1944 год.
Берлин.
Последний день уходящего года.
Наступило 31-е декабря. Год сорок четвертый отдавал бразды правления молодому году сорок пятому. Отдавал, борясь за каждый миг своей жизни. Конец подкрался незаметно. Бац! И вот он — последний день уходящего сорок четвертого…
Проснувшись утром в подземке, Борька первым делом зашептал в ухо:
— Ты совсем съехал с катушек, лишенец?
— Чего? — не понял спросонья. Голова гудела как колокол. От шнапса двоилось в глазах. Похмелье, едрит твою мать. — Чего это я съехал с катушек?
— А какого беса ты вчера начал рассказывать этому, как его… ну, бородатому…
— Олегу, что ли?
— И ему, и мальцу тому…
— Николаю?
— Всем троим! И немцу тоже! На букву «г» — Герхарду.
— Да что рассказывать-то? Поясни, а то мне в туалет надо.
— Обождет туалет. Ты по-пьяне начал плести о своем будущем времени! Заявляю со всей откровенностью, Саня. Я тут не при делах. Усек? Какие, нахрен, ракеты? Какой Гагарин? Какой в беса космос? Что за луноход, твою мать?
Вот те нате, хрен в шпинате — проскользнуло в мозгу. — Ну и самогон, черт его взять! Похмелье вмиг улетучилось. Обвел сфокусированным взглядом вчерашний ночлег. Хозяин уложил нас на широкий двуспальный диван. За висящим куском ткани спал сам Герхард. Помню, вчера нам показывали три смежные комнаты: в одной спала Катерина, во второй на разных лежанках — Олег с молодым Николаем. Как я понял, они считали себя отцом и сыном — раз оба бежали из Дахау. Не родными, разумеется, а побратимами войной. Концлагерем. В третьей комнате, как я и предполагал, была типография. Печатный станок, пишущая машинка, приемник и портативная рация. Стол, заваленный кипами листовок. Карта Берлина во всю стену, утыканная флажками. Два топчана, шесть стульев, диван, раскладушки. И много поношенных вещей, очевидно, для маскировки. Плюс два шкафа, комод, шифоньер. Сбоку кухня с плитой. В коридоре уборная. Вот и весь жилой блок катакомб.

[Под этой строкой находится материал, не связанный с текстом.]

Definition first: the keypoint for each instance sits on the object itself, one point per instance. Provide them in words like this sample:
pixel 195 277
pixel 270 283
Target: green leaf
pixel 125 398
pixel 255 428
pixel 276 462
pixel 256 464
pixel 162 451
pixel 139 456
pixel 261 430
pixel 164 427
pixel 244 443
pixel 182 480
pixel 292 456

Вот черт! И что ж я вчера молол спьяну? Очевидно, после стольких дней воздержания, немецкий хмель ударил в голову, потому и «…тут Остапа понесло». Что мог я там наплести почти незнакомым людям?
— Я хоть тайны военной не выдал? — слабо пошутил я, причем, тоже шепотом, пока все еще спали. — Про наше КБ ни слова?
— Какое, к черту, КБ? У тебя язык заплетался. Полеты на Марс, лазеры, компью… как их там?
— Компьютеры?
— Вот-вот. Это я уже немного знаю твои лексиконы из будущего, а пойми — каково им, четверым, первый раз услышать о каких-то орбитальных станциях, спутниках? Космо… космонавтах? Тьфу-ты, ёптыть, язык сломаешь.
Пришлось провести ревизию всему организму. Выскользнул в уборную, стараясь подавить стыд. Горечь, что мог наплести первым попавшимся людям о днях своей прежней жизни — там, у себя, в двадцать первом столетии — теперь не давала покоя.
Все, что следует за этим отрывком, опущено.